Attachment is something I'm pounding my head against the wall about, seemingly for the last couple of weeks. Why are bonds that have done more harm to you than anything in the world so sacred? It's an amazingly curious thing to keep getting burned by the fire because you feel drawn to it. We ALL do it. You feel obligated to be near it, even when you know the damage that will come. IT IS CALLED SELF-REALIZATION and/or SELF-ACTUALIZATION when you acknowledge this, IT DOES NOT MEAN THAT YOU ARE BLAMING SOMEONE ELSE...Don't patronize me with your dime store psychology....This is where the second quote comes in, and it's much more profound, trust me...it's so profound, I'm going to block quote this bad boy:
"When you plant lettuce, if it does not grow well, you don't blame the lettuce. You look into the reasons it is not doing well. It may need fertilizer, or more water, or less sun. You never blame the lettuce. Yet if we have problems with our friends or our family, we blame the other person. But if we know how to take care of them, they will grow well, like lettuce. Blaming has no positive effect at all, nor does trying to persuade using reason and arguments. That is my experience. No blame, no reasoning, no argument, just understanding. If you understand, and you show that you understand, you can love, and the situation will change." Thich Nhat Hanh
Now, what the hell ties this all together? There's a thread here somewhere.

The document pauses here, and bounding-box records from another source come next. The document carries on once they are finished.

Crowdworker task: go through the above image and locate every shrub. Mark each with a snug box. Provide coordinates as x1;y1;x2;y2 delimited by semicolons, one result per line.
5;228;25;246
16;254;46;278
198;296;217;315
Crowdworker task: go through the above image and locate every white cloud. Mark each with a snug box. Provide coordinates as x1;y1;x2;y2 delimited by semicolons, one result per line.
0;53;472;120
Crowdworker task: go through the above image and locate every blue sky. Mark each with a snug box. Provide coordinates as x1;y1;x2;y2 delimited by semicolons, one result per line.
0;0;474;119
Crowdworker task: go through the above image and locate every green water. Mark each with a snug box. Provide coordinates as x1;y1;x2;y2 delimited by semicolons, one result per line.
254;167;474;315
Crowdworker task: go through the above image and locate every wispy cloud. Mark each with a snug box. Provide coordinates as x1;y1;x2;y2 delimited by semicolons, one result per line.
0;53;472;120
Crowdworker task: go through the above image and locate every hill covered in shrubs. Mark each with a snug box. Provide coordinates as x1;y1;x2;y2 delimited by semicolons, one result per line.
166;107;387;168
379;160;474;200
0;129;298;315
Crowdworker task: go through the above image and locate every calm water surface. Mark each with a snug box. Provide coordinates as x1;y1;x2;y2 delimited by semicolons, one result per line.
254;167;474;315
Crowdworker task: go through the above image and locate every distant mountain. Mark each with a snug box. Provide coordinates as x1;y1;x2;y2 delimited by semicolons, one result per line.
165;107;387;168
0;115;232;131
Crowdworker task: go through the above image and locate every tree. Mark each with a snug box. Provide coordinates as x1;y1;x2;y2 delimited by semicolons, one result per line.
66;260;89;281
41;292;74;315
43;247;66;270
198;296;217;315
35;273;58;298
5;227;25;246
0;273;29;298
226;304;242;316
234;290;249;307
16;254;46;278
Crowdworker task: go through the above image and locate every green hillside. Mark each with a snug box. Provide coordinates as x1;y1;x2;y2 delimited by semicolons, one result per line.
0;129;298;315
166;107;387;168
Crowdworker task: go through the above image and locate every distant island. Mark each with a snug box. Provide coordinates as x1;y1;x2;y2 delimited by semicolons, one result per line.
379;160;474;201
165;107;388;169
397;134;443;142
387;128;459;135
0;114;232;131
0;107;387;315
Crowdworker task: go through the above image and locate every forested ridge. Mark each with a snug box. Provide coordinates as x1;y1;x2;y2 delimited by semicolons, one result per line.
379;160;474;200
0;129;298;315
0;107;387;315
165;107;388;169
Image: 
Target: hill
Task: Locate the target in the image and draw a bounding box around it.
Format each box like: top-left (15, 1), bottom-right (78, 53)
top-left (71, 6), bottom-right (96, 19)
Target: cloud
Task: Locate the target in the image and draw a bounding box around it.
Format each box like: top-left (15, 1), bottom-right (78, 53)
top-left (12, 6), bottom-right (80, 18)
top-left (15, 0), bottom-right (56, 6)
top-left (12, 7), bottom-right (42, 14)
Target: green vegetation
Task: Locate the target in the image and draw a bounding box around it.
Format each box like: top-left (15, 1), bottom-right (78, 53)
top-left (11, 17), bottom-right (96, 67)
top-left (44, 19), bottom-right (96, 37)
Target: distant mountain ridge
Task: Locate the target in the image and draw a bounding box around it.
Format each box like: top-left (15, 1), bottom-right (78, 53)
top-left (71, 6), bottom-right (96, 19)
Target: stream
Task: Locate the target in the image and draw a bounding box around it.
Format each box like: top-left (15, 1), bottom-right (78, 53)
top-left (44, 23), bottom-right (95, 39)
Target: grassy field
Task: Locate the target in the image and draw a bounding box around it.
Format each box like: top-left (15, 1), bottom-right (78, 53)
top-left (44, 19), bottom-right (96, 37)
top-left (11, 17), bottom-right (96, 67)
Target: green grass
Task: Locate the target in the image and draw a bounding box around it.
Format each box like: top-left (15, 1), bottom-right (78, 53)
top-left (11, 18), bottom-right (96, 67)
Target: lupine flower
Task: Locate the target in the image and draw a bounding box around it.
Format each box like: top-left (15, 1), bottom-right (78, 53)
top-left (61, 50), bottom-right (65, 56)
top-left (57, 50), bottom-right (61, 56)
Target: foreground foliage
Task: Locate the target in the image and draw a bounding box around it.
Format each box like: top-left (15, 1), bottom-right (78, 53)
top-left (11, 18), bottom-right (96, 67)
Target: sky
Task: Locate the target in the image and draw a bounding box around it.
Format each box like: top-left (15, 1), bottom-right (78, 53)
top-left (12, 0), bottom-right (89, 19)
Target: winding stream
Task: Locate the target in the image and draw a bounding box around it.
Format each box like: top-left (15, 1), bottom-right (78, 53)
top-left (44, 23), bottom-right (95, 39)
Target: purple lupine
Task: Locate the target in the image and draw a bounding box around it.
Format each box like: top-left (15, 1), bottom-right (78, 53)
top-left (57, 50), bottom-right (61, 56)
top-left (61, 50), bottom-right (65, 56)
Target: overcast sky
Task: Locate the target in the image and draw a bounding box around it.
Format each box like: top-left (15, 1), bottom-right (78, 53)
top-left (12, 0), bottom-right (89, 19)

The underlying problems I have aren't with Buffalo. I love the city. I think it's amazing. I'm not sure I've been to a city that has a cooler area than the Elmwood Village down to Albright-Knox and over to Delaware Park and the Zoo....So I really struggle when I say that I can't see staying here because it will stifle MY growth. I <3 Buffalo but MY growth is the most important thing in the world. Sadly, recent events have hammered home that it may not be in my best interests long-term to stay here -- and this is where good ol' Val Kilmer's quote from Heat comes in (I think????...good Lord is this convoluted).
I'm not running away from anything or anyone. There's no reason to hold on, or be attached to negative energies...it's not running away, it's just a natural drifting apart that happens when there is stagnation versus growth...The drifting needs to happen if I am to ever kick this thing...Fuck it, not only kick it, but be somebody who lives mindfully with grace and peace every day.
The fucked up thing is, the very people who scoff at the idea of negative energies, and call people, say, with an altar that has a Buddhist statue on it a "weird-o" are the ones who I am "supposed to" be attached to. Their narrow-mindedness should make the drifting apart LESS painless right?
As in the quote by Thich Nhat Hanh, if you understand, and you show that you understand, you can love. Well, right now I am on the opposite side of that -- I am surrounded by people who don't understand, and thus, don't show that they understand...so they can't love. I'm through with loving because I am "supposed to."
I've never blamed a single person on this planet for anything (other than Scott Norwood). It truly is what it is. I've accepted this totally and completely. I'm the lettuce and when I look into reasons that have led me into not doing well, not growing, I know what they are. They are painfully obvious, yet, I took that fertilizer, a fertilizer that I knew was doing more damage than good, and I kept using it, thinking eventually it would work (magic!!!).
I've done fucking awesome since all this has gone down (maybe the best two days of mindfulness I've had since coming home). I've hopped out of bed (at a time when most of you are closer to dinner than you are to breakfast) and I've mindfully affected the quality of my day. I have taken a walk when I wake up both days this week...I raked the balls out of the front yard, and then I raked the old lady next door's lawn yesterday. Today I did a walking meditation through the neighborhood once I got up ("Every path, every street in the world is your walking meditation path" -- Thich Nhat Hanh). I just take it in RIGHT THERE.
It saddens me that these profound moments motivate me or act as a catalyst. I wish I could do this on my own, find it inside of myself to be my own motivator. But I think that these are the little battles I need to keep winning in order to eventually, naturally, be my own motivator. The only thing I am battling right now is the depression. It's not one big fight, it's a million little battles. I see those around me who understand, or at the very least show that they CAN understand. Those are the people I want near me.